Re: [RESEND RFC PATCH V3] sched: Improve scalability of select_idle_sibling using SMT balance

From: Peter Zijlstra
Date: Wed Feb 07 2018 - 03:43:10 EST


On Tue, Feb 06, 2018 at 04:30:03PM -0800, Subhra Mazumdar wrote:

> I meant the SMT balance patch. That does comparison with only one other
> random core and takes the decision in O(1). Any potential scan of all cores
> or cpus is O(n) and doesn't scale and will only get worse in future. That
> applies to both select_idle_core() and select_idle_cpu().

We only do the full scan if we think to know there is indeed an idle
core to be had, and if there are idle cores the machine isn't terribly
busy.

If there are no idle cores, we do not in fact scan everything. We limit
the amount of scanning based on the average idle time with a minimum of
4.

(Except when you switch off things like SIS_PROP, then you scan
unconditionally and reduce tail latency at the cost of throughput --
like said, some people want this).

O(1) sounds nice, but it has horrible worst case latencies.

And like I said, I don't see how a rotor is particularly more random
than the previous cpu the task you happen to be waking ran on.

> Is there any reason this randomized approach is not acceptable even if
> benchmarks show improvement? Are there other benchmarks I should try?

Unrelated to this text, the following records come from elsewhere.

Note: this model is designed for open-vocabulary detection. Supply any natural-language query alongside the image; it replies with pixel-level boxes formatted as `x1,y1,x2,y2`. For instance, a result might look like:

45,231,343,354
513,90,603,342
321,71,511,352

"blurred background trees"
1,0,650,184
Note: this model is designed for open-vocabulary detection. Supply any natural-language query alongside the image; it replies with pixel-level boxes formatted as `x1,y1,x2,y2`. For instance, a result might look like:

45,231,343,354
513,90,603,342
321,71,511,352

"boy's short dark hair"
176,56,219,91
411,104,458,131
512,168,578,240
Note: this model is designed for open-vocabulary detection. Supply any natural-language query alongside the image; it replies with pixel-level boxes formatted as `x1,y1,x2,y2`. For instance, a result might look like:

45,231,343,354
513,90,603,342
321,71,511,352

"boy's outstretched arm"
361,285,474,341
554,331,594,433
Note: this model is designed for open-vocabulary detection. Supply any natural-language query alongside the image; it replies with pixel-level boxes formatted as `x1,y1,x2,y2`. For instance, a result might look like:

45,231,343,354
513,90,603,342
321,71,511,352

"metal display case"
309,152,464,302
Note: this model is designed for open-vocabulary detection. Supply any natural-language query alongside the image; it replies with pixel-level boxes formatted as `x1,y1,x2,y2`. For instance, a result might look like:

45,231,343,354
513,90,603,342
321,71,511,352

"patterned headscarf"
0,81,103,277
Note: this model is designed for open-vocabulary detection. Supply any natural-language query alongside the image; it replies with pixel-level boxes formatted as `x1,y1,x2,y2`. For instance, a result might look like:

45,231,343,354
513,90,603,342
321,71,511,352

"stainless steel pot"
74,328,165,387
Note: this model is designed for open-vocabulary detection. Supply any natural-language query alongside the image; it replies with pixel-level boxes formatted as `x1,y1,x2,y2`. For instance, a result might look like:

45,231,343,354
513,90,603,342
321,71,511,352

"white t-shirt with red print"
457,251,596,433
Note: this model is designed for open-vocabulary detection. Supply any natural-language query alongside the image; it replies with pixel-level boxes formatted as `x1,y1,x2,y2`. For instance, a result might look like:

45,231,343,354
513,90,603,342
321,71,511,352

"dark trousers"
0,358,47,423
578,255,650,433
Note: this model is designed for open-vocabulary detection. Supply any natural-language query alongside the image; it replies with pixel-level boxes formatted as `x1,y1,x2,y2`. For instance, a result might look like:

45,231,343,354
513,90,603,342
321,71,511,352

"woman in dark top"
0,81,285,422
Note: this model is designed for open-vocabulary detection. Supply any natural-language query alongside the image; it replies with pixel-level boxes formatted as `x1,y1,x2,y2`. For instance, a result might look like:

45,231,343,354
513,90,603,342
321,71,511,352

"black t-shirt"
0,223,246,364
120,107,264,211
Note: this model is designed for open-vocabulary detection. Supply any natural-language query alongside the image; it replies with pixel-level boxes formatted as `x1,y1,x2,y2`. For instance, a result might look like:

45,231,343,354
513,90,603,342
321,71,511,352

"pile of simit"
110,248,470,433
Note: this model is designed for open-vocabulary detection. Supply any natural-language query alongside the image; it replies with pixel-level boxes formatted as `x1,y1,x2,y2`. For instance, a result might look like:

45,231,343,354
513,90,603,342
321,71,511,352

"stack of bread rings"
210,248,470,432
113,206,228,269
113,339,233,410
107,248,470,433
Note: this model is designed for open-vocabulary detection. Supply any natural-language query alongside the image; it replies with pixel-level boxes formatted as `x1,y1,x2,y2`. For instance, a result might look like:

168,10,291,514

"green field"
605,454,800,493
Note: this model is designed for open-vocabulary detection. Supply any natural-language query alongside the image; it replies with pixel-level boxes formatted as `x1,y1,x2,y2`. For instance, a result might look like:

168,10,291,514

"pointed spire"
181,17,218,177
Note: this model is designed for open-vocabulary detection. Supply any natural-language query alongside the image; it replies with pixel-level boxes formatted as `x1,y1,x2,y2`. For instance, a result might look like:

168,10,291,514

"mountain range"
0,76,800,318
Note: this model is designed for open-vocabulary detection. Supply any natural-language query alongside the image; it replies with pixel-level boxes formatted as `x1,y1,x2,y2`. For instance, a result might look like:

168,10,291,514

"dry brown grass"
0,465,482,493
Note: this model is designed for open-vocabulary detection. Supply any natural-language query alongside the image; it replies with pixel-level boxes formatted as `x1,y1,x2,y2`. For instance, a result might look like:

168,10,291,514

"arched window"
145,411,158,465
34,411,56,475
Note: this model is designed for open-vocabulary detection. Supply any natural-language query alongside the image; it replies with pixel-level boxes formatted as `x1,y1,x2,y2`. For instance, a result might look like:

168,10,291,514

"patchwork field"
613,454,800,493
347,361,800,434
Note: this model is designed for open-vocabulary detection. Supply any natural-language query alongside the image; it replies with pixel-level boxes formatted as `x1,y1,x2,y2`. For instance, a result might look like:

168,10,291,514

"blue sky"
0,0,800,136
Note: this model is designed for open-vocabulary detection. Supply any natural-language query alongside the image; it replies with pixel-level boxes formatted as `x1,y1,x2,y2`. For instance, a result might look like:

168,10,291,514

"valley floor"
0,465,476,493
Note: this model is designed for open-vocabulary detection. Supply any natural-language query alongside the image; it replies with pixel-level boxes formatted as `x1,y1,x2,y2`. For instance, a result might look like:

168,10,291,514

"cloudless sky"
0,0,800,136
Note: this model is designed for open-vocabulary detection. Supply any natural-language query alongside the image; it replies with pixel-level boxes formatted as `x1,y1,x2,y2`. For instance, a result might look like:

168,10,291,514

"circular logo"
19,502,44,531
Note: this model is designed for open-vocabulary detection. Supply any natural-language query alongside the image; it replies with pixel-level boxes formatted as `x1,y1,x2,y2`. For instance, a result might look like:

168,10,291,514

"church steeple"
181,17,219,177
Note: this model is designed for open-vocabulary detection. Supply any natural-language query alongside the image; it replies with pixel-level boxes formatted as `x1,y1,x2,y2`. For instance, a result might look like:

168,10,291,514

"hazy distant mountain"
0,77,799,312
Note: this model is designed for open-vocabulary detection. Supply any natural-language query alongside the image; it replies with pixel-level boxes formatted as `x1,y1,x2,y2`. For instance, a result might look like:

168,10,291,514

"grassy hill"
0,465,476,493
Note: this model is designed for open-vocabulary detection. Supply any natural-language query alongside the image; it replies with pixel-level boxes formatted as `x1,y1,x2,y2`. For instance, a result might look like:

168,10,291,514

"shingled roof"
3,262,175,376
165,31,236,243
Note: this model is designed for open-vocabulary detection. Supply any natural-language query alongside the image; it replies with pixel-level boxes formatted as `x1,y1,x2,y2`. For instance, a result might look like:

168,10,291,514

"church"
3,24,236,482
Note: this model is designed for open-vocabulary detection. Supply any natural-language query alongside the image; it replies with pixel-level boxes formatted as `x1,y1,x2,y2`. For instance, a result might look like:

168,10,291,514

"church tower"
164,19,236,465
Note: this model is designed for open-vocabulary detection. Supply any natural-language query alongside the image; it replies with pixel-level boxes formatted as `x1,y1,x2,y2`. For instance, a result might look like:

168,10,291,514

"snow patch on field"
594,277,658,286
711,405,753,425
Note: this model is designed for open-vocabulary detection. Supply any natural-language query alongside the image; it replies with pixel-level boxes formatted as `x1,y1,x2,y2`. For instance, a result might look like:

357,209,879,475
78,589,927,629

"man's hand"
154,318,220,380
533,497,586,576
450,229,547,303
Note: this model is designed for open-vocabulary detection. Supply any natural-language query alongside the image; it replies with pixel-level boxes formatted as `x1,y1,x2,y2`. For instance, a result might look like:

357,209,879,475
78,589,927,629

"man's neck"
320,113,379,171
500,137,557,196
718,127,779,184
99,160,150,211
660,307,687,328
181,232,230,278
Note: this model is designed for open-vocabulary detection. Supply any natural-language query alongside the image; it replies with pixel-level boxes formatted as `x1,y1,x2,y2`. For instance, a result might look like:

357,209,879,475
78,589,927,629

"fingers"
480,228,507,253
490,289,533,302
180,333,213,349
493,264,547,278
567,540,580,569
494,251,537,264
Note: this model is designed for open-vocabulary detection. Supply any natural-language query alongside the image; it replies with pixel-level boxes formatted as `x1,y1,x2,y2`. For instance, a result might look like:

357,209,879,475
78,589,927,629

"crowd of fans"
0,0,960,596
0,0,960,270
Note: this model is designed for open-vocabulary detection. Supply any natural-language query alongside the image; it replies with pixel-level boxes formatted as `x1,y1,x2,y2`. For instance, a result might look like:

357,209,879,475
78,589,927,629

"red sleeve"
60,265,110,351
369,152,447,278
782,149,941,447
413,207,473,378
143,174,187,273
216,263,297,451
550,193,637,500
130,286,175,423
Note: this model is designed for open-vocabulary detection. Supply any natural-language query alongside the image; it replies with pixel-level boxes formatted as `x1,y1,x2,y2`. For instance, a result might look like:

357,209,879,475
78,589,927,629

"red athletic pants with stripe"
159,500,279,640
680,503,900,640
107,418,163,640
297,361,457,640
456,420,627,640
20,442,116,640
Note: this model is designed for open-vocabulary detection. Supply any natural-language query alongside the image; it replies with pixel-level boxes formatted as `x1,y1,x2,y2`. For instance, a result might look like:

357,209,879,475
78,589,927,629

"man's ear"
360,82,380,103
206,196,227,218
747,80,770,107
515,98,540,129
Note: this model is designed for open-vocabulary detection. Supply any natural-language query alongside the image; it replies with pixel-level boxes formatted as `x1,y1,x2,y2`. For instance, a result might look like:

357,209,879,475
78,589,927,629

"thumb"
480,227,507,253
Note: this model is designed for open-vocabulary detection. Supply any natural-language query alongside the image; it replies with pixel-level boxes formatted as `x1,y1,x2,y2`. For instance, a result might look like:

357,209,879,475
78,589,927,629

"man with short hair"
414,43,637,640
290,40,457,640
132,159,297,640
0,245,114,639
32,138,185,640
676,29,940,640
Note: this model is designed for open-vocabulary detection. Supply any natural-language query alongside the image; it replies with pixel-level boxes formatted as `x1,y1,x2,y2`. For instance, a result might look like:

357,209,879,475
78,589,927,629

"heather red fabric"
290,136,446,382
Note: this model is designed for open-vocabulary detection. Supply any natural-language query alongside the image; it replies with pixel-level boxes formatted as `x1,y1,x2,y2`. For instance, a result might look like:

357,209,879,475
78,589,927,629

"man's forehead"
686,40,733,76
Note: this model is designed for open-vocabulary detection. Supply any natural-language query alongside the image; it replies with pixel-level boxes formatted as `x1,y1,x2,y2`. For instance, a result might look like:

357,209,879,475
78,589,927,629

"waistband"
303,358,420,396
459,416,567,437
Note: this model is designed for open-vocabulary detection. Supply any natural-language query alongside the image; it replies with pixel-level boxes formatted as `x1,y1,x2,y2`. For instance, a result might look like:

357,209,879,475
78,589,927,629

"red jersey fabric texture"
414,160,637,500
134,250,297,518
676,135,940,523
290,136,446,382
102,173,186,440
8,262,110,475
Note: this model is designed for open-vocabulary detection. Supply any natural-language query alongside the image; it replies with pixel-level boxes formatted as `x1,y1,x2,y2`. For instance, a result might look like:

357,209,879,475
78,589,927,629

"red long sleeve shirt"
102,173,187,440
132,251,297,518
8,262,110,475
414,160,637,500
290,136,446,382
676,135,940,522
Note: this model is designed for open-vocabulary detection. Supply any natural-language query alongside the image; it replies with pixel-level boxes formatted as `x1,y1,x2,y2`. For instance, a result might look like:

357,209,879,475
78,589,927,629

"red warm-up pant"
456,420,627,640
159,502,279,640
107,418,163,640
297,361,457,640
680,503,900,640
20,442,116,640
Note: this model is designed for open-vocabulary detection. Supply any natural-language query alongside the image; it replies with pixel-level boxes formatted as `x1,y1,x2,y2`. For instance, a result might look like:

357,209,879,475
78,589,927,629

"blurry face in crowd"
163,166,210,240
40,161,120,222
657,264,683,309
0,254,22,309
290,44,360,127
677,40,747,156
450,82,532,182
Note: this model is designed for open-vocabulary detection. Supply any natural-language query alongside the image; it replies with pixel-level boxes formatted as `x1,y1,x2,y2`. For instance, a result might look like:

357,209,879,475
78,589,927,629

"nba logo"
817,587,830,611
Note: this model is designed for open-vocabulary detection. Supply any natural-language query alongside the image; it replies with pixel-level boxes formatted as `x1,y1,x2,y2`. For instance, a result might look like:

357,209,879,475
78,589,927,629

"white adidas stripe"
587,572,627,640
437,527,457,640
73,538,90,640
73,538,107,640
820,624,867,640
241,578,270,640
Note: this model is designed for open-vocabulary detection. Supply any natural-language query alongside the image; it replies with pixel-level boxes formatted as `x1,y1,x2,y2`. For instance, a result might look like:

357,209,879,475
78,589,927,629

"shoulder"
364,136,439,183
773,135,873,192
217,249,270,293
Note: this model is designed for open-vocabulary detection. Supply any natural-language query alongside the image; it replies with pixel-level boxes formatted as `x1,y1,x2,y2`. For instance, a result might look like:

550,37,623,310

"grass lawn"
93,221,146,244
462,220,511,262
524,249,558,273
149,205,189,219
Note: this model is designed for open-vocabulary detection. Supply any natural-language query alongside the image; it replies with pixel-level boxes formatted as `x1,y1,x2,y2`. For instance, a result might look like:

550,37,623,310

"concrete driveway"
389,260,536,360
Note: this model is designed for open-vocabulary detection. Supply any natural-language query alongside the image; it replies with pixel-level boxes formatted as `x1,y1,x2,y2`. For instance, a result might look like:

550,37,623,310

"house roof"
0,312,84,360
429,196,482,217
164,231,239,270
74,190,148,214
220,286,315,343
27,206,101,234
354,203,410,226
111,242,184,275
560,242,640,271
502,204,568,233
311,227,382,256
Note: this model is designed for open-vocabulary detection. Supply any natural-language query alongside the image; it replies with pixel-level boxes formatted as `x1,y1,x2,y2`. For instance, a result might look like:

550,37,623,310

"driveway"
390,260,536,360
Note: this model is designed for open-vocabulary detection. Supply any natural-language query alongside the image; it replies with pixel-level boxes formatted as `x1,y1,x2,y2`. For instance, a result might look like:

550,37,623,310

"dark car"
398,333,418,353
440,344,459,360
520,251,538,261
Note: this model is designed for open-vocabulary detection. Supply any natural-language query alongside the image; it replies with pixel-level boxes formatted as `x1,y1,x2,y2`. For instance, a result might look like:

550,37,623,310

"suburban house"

Looking at just one other core has a fairly high chance of not finding
idle. I really cannot remember all the benchmarks, but Mike did
something a little less random but still O(1) a few years back and that
crashed and burned.

> Also your suggestion to keep the SMT utilization but still do a traversal of
> cores
> in select_idle_core() while remembering the least loaded core will still
> have
> the problem of potentially traversing all cores. I can compare this with a
> core
> level only SMT balancing, is that useful to decide? I will also test on
> SPARC
> machines with higher degree of SMT.

Please learn to use your email client, that's near unreadable for
whitespace damage, time is really too precious to try and untangle crap
like that.

> You had also mentioned to do it for only SMT >2, not sure I understand why
> as even for SMT=2 (intel) benchmarks show improvement. This clearly shows
> the scalability problem.

For SMT2 you don't need the occupation counter with atomic crud, a
simple !atomic core-idle works just fine. And your 'patch' had soo many
moving parts it was too hard to say which aspect changed what.

hackbench really isn't _that_ interesting a benchmark and its fairly
easy to make it go faster, but doing so typically wrecks something else.

There's a whole array of netperf benchmarks which you have to run at
different utilization levels, there's the sysbench oltp stuff, which you
can run on MariaDB and PostgreSQL, again at different utilization levels
(both databases behave quite differently). There's ebizzy, tbench,
dbench and others.

There's also NUMA stuff, like NAS benchmarks and specJBB nonsense.

There's the facebook schbench, which is a bit finnicky to set up.

And I'm sure I'm forgetting half, look at the patches and regression
reports for more clues, that's what Google is for. You could have
figured all that out yourself, much of these are listed in the
changelogs and if you'd bothered to find lkml regression reports you
could find more.